Les Francs avant Clovis
La plupart des Français ne descendent pas des Francs, pas plus que les Russes ne descendent des Varègues suédois (Rous' étant le nom que les Slaves orientaux ont donné aux Scandinaves installés dans leurs contrées et qui ont fondé un Etat, la principauté de Kiev, précurseur de la moderne Russie). Les descendants des Francs les plus authentiques sont certainement à chercher en Belgique, en Rhénanie, en Sarre et en Hesse. Pourtant, les Francs sont importants, ne serait-ce que parce qu'ils ont donné leur nom à notre pays. De plus, les rois de Francie occidentale (embryon de ce qui deviendra la France), carolingiens puis capétiens, sont indéniablement d'origine franque et se sont revendiqués comme tels. Jusqu'aux XII°-XIII° siècles, les rois n'ont pas d'autres titres que rex Francorum, c'est-à-dire « roi des Francs ».
Origine des Francs
Les Francs sont un peuple germanique, ce qui a parfois choqué un peu l'orgueil national, à tel point que certains ont conçu l'idée qu'il s'agissait de Gaulois ayant fui la domination romaine pour rester libres (francus en latin) avant de revenir pour exercer leur légitime domination sur leur terre d'origine. L'histoire est belle mais fausse même si l'on ne saurait exclure quelques fugitifs venus des Gaules dans les rangs des peuplades germaniques riveraines du Rhin. Le francique est incontestablement un dialecte germanique et non celtique. Les Francs apparaissent au III° siècle de notre ère. Tout porte à croire qu'il s'agit d'un agrégat de petites tribus affaiblies par les guerres intestines et usées par les conflits avec la super-puissance romaine. Ces Bructères, Chattuarii, Chamaves, Usipètes, Ampsivariens, Angrivariens, Tenctères, dont les noms exotiques peuvent surprendre, se rassemblent donc pour fonder une confédération tribale aux liens assez lâches puisque certains groupes conservent leur nom tout en s'intégrant à la mouvance ethnique franque. Les raisons de cette association sont à chercher dans la devise nationale belge (hélas peu d'actualité chez nos voisins septentrionaux): « l'union fait la force ». Et l'objectif est d'abord militaire, il faut peser face à l'empire romain. Ce dernier reste pour longtemps vigoureux, assez pour être victorieux mais la nouvelle menace inquiète les empereurs et les incite à la vigilance, à partir de la fin du III° siècle. Au début, les Francs ne semblent pas avoir de royauté constituée : en temps de guerre, ils obéissent à des duces (chefs), comme Gennobaude, Marcomer et Sunnon qui commandent une armée franque dans les années 380.

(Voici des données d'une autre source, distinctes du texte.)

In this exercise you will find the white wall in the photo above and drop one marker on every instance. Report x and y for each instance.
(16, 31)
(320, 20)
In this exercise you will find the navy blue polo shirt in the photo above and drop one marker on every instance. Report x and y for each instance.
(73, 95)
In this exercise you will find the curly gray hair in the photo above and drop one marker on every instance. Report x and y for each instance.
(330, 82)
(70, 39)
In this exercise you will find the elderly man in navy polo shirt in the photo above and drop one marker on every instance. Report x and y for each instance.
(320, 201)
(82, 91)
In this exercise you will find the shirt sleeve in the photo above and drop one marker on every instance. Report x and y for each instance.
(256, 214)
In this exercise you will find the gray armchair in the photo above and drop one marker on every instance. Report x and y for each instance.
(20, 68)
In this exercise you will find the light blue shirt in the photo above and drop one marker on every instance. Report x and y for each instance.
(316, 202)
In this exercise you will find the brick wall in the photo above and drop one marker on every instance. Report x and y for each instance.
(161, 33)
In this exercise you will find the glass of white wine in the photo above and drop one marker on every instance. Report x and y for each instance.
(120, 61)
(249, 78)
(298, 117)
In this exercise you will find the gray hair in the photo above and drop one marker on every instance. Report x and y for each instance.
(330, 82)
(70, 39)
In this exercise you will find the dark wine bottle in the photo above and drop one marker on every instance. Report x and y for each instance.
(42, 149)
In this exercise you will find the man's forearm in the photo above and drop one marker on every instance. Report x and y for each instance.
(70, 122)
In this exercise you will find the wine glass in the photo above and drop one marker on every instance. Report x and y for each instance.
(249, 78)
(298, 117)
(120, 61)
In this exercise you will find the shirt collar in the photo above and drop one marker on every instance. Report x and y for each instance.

Au cours du IV° siècle, les Francs se divisent en deux groupes : les Saliens franchissent le Rhin et passent en Gaule Belgique avec l'accord des Romains, occupant ainsi une région qu'on nomme Toxandrie vers 342. En échange, les nouveaux venus fournissent de précieux auxiliaires pour garder la frontière rhénane, y compris contre les Francs restés sur l'autre rive. Ces derniers, appelés Francs Rhénans, demeurent sur la rive droite, en terre germanique, dans les actuels Länder allemands de Rhénanie du Nord-Westphalie et de Rhénanie-Palatinat.
Les Romains implantent parfois des Francs loin du Rhin, après avoir maté ici ou là un groupe tribal ayant eu l'audace de lancer une razzia. Ainsi, en 360, l'empereur Julien installe des Chattuarii dans la cité des Lingons (Langres). D'autres groupes de deditices (rendus à merci) francs sont implantés en Amiénois, Beauvaisis et près de Troyes. Notons donc qu'avant même les « Grandes invasions » du V° siècle, le peuplement d'origine germanique est loin d'être négligeable dans certaines contrées de Gaule septentrionale (Champagne, Picardie). D'ailleurs, il est intéressant de noter que toutes les futures nations latines d'Europe occidentale ont reçu un apport germanique à cette période charnière entre l'Antiquité et le Moyen Âge : suève pour le Portugal, wisigothique pour l'Espagne, ostrogothique et lombard pour l'Italie, la France obtenant la palme avec des apports francs, burgondes, gothiques et alémaniques. Ces Germains n'étaient pas extrêmement nombreux, mais régionalement, et en prenant en compte des arrivées successives, ils ont pu représenter une part assez importante de la population. Le nord et l'est du Bassin Parisien, ainsi que le nord de l'Italie (la Lombardie justement) sont dans ce cas. Pour le cas de la Gaule du nord, l' « immigration » franque s'est déroulée sur près de deux cents ans, par petites touches. Immergés dans un milieu gallo-romain, ces Francs et descendants de Francs ne tardent pas à se romaniser, à s' « intégrer » dirions-nous. C'est pourquoi dans le nord de la France et en Wallonie, les parlers germaniques n'ont point supplanté les parlers romans : les Germains et leurs descendants se sont latinisés au contact de la population autochtone, elle-même parfois constitués d'éléments d'ascendance germanique déjà romanisés.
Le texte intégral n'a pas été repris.